Dembski contends that the first goal of ID is to "demonstrate the inadequacy of Darwinian evolution as an explanation of the origin of the universe."

He sugested that one of the chief methods disproving darwinism is to demonstrate the weakness of the scientific evidence that is presented in support of Darwinian evolution in many school classrooms.

"Evolutionary theory is in such a weak position that it shouldn't be taught at all … in this grand global sense," Dembski said. "If you want to say natural selection operates in accounting for antibiotic resistance in bacteria you can make a case there. But if you are going to try to say that's how you get bacteria, insects, all this in the first place, that's a huge extrapolation. The theory doesn't support that."

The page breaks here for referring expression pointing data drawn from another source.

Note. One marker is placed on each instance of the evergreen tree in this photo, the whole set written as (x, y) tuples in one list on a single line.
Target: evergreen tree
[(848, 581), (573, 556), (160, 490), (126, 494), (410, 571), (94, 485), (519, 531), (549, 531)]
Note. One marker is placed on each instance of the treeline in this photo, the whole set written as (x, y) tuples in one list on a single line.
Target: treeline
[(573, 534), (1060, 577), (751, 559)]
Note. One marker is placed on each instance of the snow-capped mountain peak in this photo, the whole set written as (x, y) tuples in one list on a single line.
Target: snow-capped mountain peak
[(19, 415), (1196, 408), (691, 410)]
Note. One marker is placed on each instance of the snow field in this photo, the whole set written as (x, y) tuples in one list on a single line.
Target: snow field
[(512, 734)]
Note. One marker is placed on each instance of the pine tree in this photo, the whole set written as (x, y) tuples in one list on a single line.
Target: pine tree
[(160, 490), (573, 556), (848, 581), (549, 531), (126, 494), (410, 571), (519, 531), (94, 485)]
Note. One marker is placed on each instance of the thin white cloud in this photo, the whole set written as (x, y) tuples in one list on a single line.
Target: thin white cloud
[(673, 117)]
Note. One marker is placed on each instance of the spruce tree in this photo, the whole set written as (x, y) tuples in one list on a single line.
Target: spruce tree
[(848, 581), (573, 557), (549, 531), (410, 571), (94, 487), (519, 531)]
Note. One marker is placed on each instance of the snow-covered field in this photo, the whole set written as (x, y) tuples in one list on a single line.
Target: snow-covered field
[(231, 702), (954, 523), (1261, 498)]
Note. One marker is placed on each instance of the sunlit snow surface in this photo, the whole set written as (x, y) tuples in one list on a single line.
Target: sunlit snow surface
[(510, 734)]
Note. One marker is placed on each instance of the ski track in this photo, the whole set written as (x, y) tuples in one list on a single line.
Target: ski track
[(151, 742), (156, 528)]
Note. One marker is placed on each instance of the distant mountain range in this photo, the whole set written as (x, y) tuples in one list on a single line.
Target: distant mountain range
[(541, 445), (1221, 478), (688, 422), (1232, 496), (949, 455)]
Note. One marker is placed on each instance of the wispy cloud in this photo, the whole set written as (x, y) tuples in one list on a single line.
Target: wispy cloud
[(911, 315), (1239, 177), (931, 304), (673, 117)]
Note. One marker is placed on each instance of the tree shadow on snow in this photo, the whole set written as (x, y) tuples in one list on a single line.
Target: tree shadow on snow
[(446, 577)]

In addition to offering a critique of Darwinian evolution, Intelligent Design proposes alternative theories about the origin of the universe, according to Dembski. These alternative theories argue that a designer must have fashioned the complex biological and physical mechanisms humans observe in the world, he said.

Although much of the scientific community views Intelligent Design with disdain, according to Dembski, as many as 90 percent of Americans "are favorably disposed" to the idea.

He continued saying that because naturalism has influenced a variety of fields such as science, philosophy, business, and economics, Christians must be prepared to combat the naturalistic worldview in every arena of life.

One of the most effective ways to battle naturalism is to use Intelligent Design to challenge the basic assumptions of Darwinian evolution, he said.

"Intelligent Design is pressing that you can't get [the design of the universe] without intelligence."